4. **Worst-Case Scenario:** The single lowest AUROC value (0.24) occurs for the `neg_cities` test set under projection, when the model is trained only on the `cities` set.
### Interpretation
This chart likely evaluates how well a model's internal representations (projections \( a^T t \)) can distinguish between different types of test examples (e.g., cities vs. facts, positive vs. negative). The "Projected out" condition tests whether removing specific components of the representation (\( t_G \) and \( t_P \), possibly related to grammar and paraphrasing) affects this discriminative ability.

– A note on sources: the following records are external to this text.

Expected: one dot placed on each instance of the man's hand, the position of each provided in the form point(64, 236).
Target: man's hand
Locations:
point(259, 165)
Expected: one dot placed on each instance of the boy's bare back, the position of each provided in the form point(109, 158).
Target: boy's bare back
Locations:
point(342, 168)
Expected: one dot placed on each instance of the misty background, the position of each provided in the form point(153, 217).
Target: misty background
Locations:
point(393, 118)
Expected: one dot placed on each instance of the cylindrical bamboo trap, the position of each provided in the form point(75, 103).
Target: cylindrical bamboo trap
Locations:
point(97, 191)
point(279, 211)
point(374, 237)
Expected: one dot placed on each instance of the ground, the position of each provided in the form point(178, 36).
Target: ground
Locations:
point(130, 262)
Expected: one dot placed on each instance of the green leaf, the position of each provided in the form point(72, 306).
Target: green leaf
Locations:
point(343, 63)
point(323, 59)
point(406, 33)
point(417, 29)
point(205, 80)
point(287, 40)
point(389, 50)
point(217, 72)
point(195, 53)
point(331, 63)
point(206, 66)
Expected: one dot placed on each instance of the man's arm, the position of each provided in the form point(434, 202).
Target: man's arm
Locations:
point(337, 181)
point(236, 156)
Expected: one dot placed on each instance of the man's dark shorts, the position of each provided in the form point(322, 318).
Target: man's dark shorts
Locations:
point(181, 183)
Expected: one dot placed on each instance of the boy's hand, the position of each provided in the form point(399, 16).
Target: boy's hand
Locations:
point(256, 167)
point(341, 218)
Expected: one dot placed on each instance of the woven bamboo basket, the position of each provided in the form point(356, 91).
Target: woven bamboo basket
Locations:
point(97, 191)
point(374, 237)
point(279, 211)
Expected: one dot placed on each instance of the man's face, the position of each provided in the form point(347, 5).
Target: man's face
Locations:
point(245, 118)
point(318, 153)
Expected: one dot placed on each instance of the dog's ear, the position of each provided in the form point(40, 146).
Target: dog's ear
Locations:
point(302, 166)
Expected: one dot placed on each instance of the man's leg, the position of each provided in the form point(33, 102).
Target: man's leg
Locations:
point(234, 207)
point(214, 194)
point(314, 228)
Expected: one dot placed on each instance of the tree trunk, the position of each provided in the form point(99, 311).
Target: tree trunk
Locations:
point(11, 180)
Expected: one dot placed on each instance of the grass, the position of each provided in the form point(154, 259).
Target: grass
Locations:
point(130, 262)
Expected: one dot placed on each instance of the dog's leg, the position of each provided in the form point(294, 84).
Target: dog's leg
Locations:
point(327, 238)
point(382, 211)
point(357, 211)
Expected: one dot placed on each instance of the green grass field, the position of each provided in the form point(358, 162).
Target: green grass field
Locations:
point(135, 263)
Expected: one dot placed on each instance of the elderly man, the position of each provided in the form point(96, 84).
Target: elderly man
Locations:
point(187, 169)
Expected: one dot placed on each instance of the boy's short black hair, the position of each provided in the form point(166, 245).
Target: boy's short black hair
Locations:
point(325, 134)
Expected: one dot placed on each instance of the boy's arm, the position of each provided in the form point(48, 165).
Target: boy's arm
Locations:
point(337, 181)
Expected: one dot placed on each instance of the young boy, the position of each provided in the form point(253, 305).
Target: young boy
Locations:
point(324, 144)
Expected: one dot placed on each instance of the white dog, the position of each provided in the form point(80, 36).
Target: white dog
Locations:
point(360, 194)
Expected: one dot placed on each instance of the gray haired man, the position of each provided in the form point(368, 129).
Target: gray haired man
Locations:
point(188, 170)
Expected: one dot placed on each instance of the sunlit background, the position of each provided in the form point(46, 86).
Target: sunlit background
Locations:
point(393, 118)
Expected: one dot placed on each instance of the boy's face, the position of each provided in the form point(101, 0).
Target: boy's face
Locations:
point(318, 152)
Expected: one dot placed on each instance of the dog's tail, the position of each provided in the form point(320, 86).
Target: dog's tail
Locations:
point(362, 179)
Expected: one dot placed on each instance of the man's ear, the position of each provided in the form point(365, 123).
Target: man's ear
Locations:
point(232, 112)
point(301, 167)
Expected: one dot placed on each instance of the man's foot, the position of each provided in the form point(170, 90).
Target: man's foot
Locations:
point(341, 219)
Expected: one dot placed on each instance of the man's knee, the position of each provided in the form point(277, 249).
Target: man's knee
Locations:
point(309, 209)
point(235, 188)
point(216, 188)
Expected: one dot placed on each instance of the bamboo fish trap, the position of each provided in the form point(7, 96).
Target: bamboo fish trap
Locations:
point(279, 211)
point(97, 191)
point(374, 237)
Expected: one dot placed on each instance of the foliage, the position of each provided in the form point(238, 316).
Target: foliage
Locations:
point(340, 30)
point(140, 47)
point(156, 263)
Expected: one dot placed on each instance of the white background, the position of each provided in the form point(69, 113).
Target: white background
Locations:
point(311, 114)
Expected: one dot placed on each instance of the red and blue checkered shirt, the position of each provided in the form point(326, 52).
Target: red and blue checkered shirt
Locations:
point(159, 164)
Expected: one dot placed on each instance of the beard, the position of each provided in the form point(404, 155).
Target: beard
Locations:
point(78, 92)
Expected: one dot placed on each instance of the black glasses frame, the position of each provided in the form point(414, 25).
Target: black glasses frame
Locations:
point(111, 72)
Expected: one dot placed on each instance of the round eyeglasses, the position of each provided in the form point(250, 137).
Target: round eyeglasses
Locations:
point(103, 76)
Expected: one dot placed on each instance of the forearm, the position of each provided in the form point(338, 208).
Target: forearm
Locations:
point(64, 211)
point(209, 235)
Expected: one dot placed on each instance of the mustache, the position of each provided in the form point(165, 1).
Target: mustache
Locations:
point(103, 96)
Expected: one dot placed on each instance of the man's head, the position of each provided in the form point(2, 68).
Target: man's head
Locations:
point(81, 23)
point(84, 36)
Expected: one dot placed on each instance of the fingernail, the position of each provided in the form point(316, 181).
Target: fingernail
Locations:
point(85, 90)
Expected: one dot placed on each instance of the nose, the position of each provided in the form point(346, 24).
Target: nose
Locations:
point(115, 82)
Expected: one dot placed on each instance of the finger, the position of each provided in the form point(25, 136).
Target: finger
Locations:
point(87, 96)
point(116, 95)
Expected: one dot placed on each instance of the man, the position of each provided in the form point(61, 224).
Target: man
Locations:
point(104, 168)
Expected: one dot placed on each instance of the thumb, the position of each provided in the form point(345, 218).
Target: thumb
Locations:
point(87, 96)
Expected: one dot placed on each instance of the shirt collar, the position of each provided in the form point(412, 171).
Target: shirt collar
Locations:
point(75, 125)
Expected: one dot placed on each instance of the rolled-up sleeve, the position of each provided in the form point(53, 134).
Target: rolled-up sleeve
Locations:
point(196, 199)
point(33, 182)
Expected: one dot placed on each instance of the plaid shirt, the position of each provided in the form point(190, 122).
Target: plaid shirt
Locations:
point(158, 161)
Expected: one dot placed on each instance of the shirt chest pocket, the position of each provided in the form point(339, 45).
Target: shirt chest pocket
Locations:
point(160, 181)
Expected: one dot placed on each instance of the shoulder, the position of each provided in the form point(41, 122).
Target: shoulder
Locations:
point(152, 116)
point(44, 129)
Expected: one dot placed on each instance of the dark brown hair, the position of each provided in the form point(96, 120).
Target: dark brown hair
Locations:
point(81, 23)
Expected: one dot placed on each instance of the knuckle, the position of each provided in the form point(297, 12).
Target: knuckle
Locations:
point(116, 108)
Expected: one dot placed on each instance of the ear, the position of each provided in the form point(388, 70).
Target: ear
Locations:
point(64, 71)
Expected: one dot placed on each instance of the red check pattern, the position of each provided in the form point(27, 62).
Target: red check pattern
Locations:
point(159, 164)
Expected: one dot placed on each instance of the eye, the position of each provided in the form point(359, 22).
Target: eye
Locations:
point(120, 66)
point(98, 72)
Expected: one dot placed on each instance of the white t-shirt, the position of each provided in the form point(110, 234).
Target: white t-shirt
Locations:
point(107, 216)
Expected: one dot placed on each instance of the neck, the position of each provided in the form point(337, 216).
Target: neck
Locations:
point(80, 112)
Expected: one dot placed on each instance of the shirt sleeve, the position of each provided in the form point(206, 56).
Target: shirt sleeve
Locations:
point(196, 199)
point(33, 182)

The data suggests that the representations for **city-related concepts** (`cities`, `neg_cities`) are robust and largely independent of \( t_G \) and \( t_P \). The model can distinguish them perfectly even after projection, provided the training data is sufficiently comprehensive.
In contrast, the representations for **fact-related concepts** appear to be **critically dependent** on the \( t_G \) and \( t_P \) components. Removing them collapses the model's ability to distinguish these test sets, as shown by the widespread low AUROC values in the right heatmap. This implies that the model's understanding of "facts" is heavily entangled with grammatical or paraphrasing information.
The recovery of performance for `facts_conj` and `facts_disj` test sets when trained on corresponding data (`+ cities_conj`, `+ cities_disj`) under projection indicates that the model can learn alternative, non-\( t_G \)/\( t_P \)-based representations for these logical constructs if explicitly trained on them. The chart thus reveals a fundamental difference in how the model encodes entity knowledge (cities) versus relational/logical knowledge (facts, conjunctions, disjunctions).